‘Do you remember the ’60s, Walt?”

Michael Rosenthal and Pastor Walter Mitty were talking on the phone last Thursday morning.

“Remember how sure of ourselves we were? How we were going to change the world?”

“Michael, I still have my Times They Are A-Changin’ LP somewhere in my closet,” Mitty said, as he recited the song in his mind from memory:

Come, mothers and fathers,

Throughout the land

And don’t criticize

What you can’t understand.

Your sons and your daughters

Are beyond your command.

Your old road is rapidly agin’.

Please get out of the new one

If you can’t lend your hand,

For the times they are a-changin’.

“So, Michael, what made you think of the ’60s?”

“I was checking out Facebook earlier this morning and happened to read Sharissa’s post saying she was disappointed with Biden’s cabinet picks. That they were too ‘establishment.’ That Bernie and AOL had the right policies like democratic socialism, Medicare for all, and the Green New Deal. Fifty years ago, Walt, wouldn’t you and I have posted the same thing if Facebook had been around?”

“I guess we would have, but do you still think that way? That desperate times call for desperate measures?”

“No, not exactly,” Michael replied. “I guess this is where I am. You remember the Five Man Electrical Band?”

“Of course. ‘Sign, sign, everywhere a sign, blockin’ out the scenery, breakin’ my mind … ‘”

“That’s it, Walt. ‘Do this, don’t do that. Can’t you read the sign?’ So one part of our brains in those days was telling us that government is the problem, right? Like they got us into Vietnam on the one hand and won’t let us smoke marijuana on the other.”

“I think I see where you’re heading,” said Mitty. “Part of us chafed at what the government was doing and the other part felt fine about the Civil Rights legislation. That was imposing something on people, too, but it fit our values, so then big government was OK.”

“What’s ironic,” Michael said, “is that the president-elect is catching it from both the left which protests that during his administration the government will not be doing enough and the right which warns that he will do too much.”

Michael and Mitty both checked Facebook to see if Sharissa had gotten any comments.

Sure enough, Sarge at the army surplus store responded with, “There you go again, Sharissa. Just because you have a college degree, you and the liberal elites feel entitled to tell everyone else how to live. Big government always leans toward being Big Brother.”

Zaphne surprised them by commenting, “You know, as a small business owner, I have been really limited by all the regulations and restrictions the village puts on us, and recently Pritzker’s shutdown is killing my business. I’m smart enough to make my own decisions about how to keep my business safe. I’m not stupid. If someone got COVID at the Retro, do you think anyone would come here anymore?”

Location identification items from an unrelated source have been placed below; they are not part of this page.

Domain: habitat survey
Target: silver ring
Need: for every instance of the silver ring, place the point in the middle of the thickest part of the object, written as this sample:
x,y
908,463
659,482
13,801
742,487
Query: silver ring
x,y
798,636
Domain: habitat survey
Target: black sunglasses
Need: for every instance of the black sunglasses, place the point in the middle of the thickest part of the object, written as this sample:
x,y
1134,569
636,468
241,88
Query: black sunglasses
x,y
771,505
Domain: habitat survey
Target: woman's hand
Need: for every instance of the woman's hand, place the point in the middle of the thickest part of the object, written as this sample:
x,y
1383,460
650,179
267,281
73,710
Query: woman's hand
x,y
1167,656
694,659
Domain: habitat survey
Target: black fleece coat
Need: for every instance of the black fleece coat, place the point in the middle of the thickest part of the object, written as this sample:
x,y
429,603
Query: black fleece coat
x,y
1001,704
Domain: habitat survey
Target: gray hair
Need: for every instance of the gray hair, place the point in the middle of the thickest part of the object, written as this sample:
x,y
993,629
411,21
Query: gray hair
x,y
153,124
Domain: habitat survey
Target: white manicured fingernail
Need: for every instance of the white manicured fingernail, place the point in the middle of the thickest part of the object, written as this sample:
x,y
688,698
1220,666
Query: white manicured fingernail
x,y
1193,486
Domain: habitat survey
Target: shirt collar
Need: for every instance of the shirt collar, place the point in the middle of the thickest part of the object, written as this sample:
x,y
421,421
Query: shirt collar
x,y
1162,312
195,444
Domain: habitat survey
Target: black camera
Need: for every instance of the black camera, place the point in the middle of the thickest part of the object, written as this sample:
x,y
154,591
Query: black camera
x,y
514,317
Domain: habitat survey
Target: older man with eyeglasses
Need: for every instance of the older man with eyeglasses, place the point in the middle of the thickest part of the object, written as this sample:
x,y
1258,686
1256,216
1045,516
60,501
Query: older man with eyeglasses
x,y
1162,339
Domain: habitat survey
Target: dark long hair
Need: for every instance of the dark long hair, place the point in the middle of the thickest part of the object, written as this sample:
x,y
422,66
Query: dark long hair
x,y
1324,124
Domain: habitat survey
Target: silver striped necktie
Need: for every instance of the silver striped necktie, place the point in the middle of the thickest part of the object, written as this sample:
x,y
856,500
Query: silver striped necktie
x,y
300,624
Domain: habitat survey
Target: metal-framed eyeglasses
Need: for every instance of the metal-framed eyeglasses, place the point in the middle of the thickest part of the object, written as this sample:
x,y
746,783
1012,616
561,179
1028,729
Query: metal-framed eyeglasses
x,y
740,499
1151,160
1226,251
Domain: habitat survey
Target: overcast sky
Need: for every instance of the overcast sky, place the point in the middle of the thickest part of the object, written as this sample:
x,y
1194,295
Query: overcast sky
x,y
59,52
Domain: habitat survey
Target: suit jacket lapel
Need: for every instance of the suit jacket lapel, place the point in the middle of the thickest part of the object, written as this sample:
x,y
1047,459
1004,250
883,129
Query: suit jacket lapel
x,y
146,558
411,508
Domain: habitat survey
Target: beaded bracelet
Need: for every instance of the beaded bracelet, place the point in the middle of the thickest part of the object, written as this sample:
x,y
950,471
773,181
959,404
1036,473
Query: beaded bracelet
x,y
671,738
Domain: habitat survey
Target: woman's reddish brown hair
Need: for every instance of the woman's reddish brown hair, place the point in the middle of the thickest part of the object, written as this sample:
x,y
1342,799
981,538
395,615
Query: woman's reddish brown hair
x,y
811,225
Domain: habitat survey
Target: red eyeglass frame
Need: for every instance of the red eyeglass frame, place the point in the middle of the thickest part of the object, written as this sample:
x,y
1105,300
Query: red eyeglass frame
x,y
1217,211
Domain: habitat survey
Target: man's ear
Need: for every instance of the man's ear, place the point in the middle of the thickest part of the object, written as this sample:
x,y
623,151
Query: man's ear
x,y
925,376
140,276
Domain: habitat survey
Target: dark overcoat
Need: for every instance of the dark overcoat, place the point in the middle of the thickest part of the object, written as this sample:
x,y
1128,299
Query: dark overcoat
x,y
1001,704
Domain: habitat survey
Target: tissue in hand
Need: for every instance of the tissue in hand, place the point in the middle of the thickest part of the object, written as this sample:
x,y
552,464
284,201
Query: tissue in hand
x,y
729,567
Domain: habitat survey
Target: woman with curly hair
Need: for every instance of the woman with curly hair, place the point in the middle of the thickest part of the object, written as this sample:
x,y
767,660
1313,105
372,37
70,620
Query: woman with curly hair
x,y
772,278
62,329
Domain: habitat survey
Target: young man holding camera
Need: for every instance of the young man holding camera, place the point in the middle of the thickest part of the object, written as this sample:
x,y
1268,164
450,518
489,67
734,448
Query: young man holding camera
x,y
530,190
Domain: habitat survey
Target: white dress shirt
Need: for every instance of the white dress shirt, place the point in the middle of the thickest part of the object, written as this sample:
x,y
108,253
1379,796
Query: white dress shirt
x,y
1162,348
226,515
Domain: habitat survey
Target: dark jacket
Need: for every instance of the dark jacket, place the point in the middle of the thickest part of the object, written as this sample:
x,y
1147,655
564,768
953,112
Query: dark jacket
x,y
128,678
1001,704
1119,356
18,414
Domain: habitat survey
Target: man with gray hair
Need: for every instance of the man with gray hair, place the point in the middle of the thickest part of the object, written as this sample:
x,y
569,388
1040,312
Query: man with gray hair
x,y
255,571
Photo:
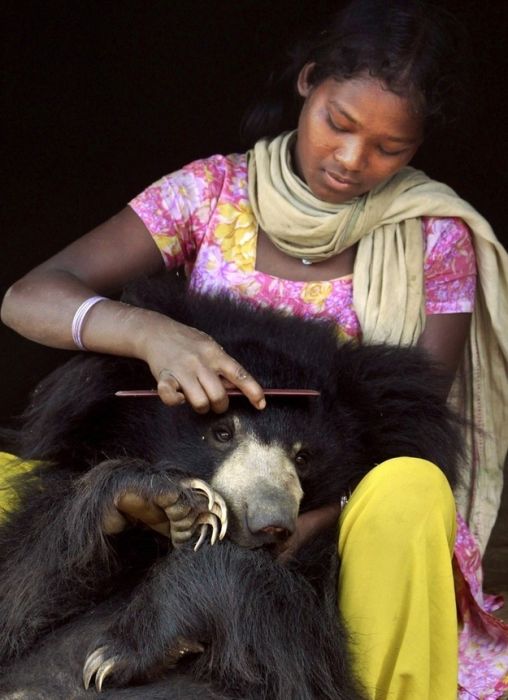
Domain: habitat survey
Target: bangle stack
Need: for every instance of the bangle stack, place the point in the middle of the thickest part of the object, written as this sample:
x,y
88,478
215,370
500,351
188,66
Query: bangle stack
x,y
79,318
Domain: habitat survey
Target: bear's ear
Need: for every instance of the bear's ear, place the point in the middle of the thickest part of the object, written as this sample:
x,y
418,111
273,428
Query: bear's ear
x,y
68,407
398,398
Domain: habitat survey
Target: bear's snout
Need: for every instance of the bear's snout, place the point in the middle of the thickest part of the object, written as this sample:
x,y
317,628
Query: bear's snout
x,y
262,490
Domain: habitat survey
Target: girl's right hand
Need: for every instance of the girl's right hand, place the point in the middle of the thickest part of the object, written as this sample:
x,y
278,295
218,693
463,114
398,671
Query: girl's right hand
x,y
189,365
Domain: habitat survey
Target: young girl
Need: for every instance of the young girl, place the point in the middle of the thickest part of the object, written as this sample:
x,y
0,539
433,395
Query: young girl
x,y
328,221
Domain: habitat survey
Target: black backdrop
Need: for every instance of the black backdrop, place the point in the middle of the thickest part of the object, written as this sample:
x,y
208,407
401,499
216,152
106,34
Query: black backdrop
x,y
101,98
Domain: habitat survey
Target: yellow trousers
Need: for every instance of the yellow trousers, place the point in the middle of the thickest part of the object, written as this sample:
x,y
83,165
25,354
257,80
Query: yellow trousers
x,y
396,591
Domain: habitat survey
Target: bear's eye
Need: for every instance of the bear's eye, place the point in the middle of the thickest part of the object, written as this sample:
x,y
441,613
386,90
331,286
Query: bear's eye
x,y
222,433
302,458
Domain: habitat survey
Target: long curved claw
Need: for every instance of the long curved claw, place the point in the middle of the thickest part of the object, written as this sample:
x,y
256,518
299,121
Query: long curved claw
x,y
98,665
202,487
201,539
216,504
222,517
206,519
104,670
92,663
213,497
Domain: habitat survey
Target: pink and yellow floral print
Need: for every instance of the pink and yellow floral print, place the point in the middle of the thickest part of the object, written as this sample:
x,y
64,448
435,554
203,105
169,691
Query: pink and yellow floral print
x,y
200,217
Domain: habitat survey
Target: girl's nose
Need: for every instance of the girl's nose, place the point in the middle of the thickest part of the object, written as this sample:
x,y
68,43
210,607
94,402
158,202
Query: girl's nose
x,y
351,156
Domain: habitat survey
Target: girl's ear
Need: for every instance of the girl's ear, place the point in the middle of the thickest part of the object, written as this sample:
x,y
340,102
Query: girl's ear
x,y
303,83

Miss Rose was so provoked by Zaphne’s comment that she wrote, “Some white people don’t understand that it was big government that gave us Brown v. Topeka and the Civil Rights legislation. I feel for small business owners right now, but think twice before you start trashing big government.”

What really surprised them was a comment from Bernie Rolvaag, the owner of History/Herstory Book Store. “Most people nowadays,” he wrote in the comment box, “don’t remember the name Reinhold Niebuhr, but maybe we all should be paying more attention to what he said.”

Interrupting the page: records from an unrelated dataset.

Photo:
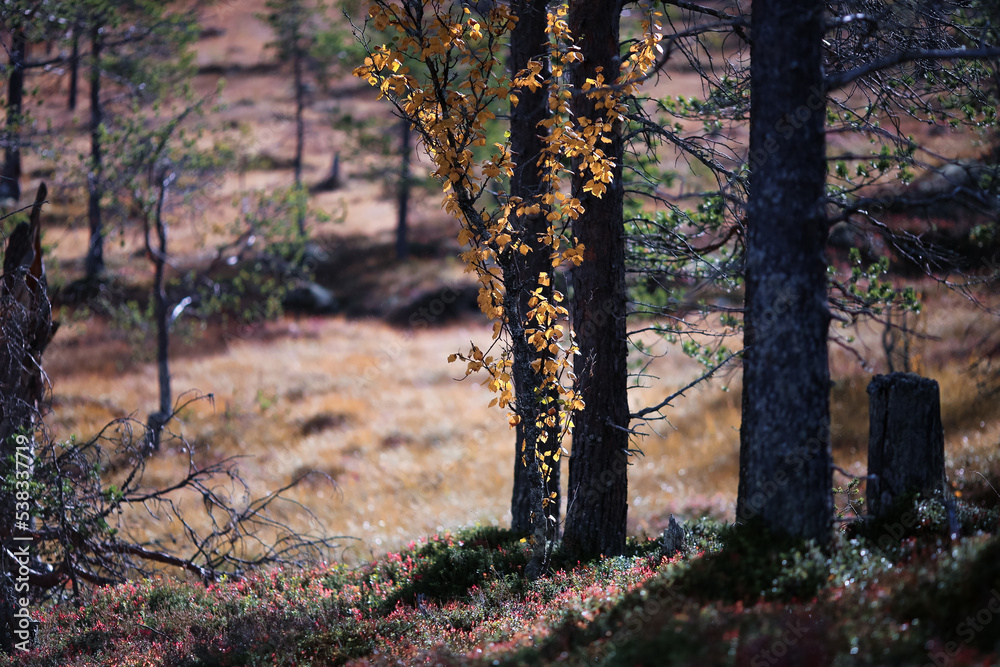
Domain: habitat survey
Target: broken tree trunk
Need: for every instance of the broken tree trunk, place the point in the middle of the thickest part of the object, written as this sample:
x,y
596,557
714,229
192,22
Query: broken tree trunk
x,y
905,441
26,328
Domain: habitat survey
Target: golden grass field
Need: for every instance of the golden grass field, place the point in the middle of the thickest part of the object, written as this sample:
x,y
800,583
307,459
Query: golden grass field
x,y
411,449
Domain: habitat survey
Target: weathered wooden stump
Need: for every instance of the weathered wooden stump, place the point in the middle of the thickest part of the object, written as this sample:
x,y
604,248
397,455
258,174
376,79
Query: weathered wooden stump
x,y
905,440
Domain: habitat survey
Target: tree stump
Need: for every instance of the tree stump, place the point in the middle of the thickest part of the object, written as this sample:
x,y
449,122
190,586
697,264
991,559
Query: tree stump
x,y
905,440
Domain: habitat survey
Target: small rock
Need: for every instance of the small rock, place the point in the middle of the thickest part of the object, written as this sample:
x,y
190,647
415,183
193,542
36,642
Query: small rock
x,y
672,539
309,297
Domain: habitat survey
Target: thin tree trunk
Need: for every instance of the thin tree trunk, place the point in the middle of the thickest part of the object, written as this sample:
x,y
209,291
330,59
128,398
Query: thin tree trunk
x,y
403,193
529,41
598,480
74,67
10,177
159,419
95,186
785,462
300,102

Pastor Mitty had read Niebuhr in seminary and Michael knew of him because of Niebuhr’s friendship with the Jewish scholar Abraham Joshua Heschel.

Michael and Mitty both read silently what the bookstore owner had written. “What Niebuhr reminds us of is that to understand whether government should be big or small, we have to accept the reality that sin is a part of human nature, that — perhaps paradoxically — we humans have been created in God’s image and at the same time are fallen.”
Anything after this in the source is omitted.